March 27, 2012 at 1:07 pm | Posted in Uncategorized | Leave a comment

Behavioural Economics, or BE. It’s a hot topic right now in the world of research. It’s also a challenging topic for us to debate as it cuts to the core of what we do, how we do it and how much it will cost business and government to do it! Luckily we have a number of great local and international minds discussing what it is, what it isn’t and what it means for market and social research.

In short, BE suggests that traditional economics is unrepresentative of actual behaviour because of its focus on rational behaviour, which doesn’t actually exist. I am not sure if this is all new news, as, we have always known that many decisions are made at an unconscious level and that we may not know why we do something. However, this doesn’t mean that rational decision making doesn’t exist or isn’t useful to measure at times. Abi Hill and Stephen Phillips’ recent article in Research World entitled ‘We’re only human’ suggests we have to review how we do things and take out our own in going perspectives, “‘anchors and predefined constructs” ’, which, they argue, marginalises the consumers perspective – wow, they are fighting words indeed!.

As is the case with many of these topics, there always seems to be more questions than conclusive answers:-

• Does this change what we do or just how we interpret the information we collect on stated behaviour?
• How do we do undertake this form of analysis cost effectively and accurately?
• If asking decontextualised questions decontextualized invalidates results, how do we get the context required?
• What about passive forms of data capture and how do they stack up against the privacy code?
• Does this open up new opportunities for MR?
• What are the implications for qualitative research and content analysis?

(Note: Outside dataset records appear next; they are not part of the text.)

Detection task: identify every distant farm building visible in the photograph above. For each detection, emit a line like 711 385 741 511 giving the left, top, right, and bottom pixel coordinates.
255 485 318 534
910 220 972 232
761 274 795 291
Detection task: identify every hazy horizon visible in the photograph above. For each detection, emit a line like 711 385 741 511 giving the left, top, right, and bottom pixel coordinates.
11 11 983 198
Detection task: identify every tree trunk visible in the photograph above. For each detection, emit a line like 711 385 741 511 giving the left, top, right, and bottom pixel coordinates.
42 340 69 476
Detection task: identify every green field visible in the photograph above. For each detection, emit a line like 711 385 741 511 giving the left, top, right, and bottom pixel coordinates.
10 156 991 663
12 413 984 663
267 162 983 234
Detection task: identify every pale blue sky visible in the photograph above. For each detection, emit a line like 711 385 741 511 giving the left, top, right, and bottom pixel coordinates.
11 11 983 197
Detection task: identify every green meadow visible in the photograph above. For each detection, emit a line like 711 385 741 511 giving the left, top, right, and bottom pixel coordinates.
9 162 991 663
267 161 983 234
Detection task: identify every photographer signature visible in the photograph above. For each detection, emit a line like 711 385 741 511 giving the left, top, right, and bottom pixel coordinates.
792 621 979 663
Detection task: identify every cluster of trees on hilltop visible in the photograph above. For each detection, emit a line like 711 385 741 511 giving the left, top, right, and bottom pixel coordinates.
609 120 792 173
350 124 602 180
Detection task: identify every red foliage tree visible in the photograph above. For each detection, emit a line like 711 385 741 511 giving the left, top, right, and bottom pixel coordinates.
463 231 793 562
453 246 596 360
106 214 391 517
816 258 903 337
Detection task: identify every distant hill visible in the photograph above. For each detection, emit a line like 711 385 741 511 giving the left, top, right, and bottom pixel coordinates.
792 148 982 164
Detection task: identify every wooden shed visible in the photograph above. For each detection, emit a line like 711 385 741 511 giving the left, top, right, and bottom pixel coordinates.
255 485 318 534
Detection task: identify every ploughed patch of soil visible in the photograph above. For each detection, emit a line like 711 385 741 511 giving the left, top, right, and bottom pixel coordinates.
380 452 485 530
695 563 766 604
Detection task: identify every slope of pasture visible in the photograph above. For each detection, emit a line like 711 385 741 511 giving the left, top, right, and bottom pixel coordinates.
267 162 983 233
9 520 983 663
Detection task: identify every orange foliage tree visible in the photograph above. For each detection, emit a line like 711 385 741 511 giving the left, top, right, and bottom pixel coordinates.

So there is a lot to debate and whilst it is challenging, it’s not new news for research professionals in Australia. Much of the innovation within our industry over the past 20 years has been trying to address the issues laid out in BE theory. We have a different role to play than most economists and we are being asked to make thousands of predictions and forecasts every month in an effort to help business and government make better decisions. Long live the anchors and structures that enable improved decisions and let’s explore this brave new world of BE and see what’s possible and practical.